In the case of glass and oxide melting, completely immersed metal and tin oxide electrodes have generally been employed rather than carbonaceous electrodes. For such melting applications, the electrodes have had many different shapes, including both rectangular and round, and have been placed in many different configurations with respect to each other. These electrodes have been made to be laterally or vertically adjustable as a means for altering melting conditions, and they have been designed to be inserted through the top, through the side walls or through the bottom of the furnaces. Examples of one or more of these features can be found in U.S. Pat. Nos. 2,089,690 to Cornelius, 2,686,821 to McMullen, 3,539,691 to Lucek, and 3,983,309 to Faulkner et al.

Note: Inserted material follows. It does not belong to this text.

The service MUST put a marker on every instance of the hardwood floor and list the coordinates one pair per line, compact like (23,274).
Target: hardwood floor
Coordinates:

In addition, U.S. Pat. No. 4,351,054 to Olds discloses an arrangement which provides for optimal spacing of such immersed electrodes both laterally and vertically with respect to each other. The electrodes are mounted on support arms which extend over a furnace vessel with an open top, and the arms themselves are mounted for horizontal and vertical adjustment to enable the electrodes to be precisely positioned. The ability to locate the electrodes in their ideal location, taking into account such variables as the size of the furnace vessel, the magnitude of electrical power employed and the desired working temperature of the furnace results in improved melting rates and increased melter life.

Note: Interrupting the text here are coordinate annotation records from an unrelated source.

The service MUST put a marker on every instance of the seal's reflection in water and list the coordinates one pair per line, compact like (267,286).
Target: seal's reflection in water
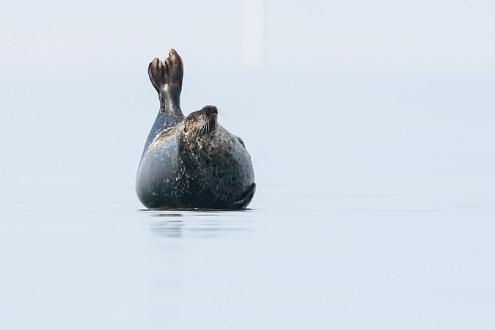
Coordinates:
(194,224)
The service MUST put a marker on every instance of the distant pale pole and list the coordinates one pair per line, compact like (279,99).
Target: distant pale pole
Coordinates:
(252,33)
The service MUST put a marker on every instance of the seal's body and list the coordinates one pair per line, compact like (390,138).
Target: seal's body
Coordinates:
(190,162)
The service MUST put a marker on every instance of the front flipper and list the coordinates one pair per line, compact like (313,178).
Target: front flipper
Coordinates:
(244,200)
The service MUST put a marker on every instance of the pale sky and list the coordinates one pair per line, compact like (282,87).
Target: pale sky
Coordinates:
(52,35)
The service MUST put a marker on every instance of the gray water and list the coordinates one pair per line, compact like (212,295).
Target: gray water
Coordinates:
(374,206)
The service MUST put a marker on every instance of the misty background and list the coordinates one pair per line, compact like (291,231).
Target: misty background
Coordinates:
(371,130)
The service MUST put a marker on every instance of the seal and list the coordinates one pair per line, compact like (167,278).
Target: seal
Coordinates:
(190,162)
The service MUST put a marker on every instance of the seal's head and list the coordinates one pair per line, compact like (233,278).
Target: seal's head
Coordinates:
(217,164)
(200,124)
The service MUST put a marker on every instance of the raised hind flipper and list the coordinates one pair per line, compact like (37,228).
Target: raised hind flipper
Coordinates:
(166,76)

Other means for developing improved melter performance have involved the use of the electrodes as mechanical agitators and stirring apparatus, examples of which can be found in U.S. Pat. Nos. 4,055,408 to Novak et al., 3,819,350 to Pellet et al., and 3,539,691 to Lucek. Such mechanical means for agitating and mixing melts have the obvious disadvantage of requiring electrical rotors for transferring electrical energy to the rotating electrode column. Such rotors are difficult to maintain, especially around hot, aggressive melter environments. Further, the viscous melts are difficult to move mechanically and require considerable amounts of energy to effect meaningful homogenization over the entire melter area.

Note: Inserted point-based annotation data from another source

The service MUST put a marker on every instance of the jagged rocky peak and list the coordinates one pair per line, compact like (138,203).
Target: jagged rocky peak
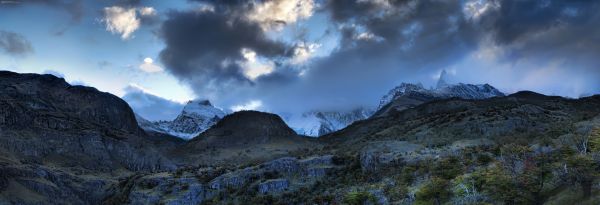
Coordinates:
(49,94)
(443,81)
(196,116)
(318,122)
(408,95)
(44,117)
(203,108)
(400,90)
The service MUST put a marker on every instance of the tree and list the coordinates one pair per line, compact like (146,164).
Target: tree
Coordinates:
(433,192)
(583,170)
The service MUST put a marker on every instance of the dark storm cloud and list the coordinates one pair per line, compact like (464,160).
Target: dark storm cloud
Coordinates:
(128,3)
(546,28)
(150,106)
(14,44)
(381,45)
(73,7)
(206,45)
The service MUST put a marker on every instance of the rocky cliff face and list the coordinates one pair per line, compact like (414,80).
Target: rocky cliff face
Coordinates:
(59,143)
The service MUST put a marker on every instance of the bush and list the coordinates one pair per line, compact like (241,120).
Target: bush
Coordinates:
(433,192)
(358,198)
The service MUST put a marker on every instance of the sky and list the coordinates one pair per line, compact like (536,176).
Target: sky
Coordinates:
(293,56)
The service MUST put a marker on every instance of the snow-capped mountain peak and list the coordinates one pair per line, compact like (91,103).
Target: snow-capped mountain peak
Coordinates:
(318,123)
(202,108)
(400,90)
(443,81)
(196,117)
(410,95)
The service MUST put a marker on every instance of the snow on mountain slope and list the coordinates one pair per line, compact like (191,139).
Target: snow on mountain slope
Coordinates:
(408,95)
(196,116)
(318,123)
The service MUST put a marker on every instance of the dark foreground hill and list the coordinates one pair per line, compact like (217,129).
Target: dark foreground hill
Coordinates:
(244,137)
(60,143)
(63,144)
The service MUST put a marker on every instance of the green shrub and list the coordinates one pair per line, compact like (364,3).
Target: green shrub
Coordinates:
(358,198)
(435,191)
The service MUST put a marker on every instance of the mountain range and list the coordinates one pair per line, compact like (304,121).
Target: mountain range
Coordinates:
(455,144)
(198,116)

Many other concepts for rotating either melter shells or ancillary equipment or both have been proposed from time to time, such as in U.S. Pat. No. 4,676,819 to Radecki et al. All of these proposals, however, fail to adequately homogenize the melt in the melter itself. What is needed is a simple economic means for improving the mixing and for more fully homogenizing the melt without the difficulties imposed by the suggestions of the prior art.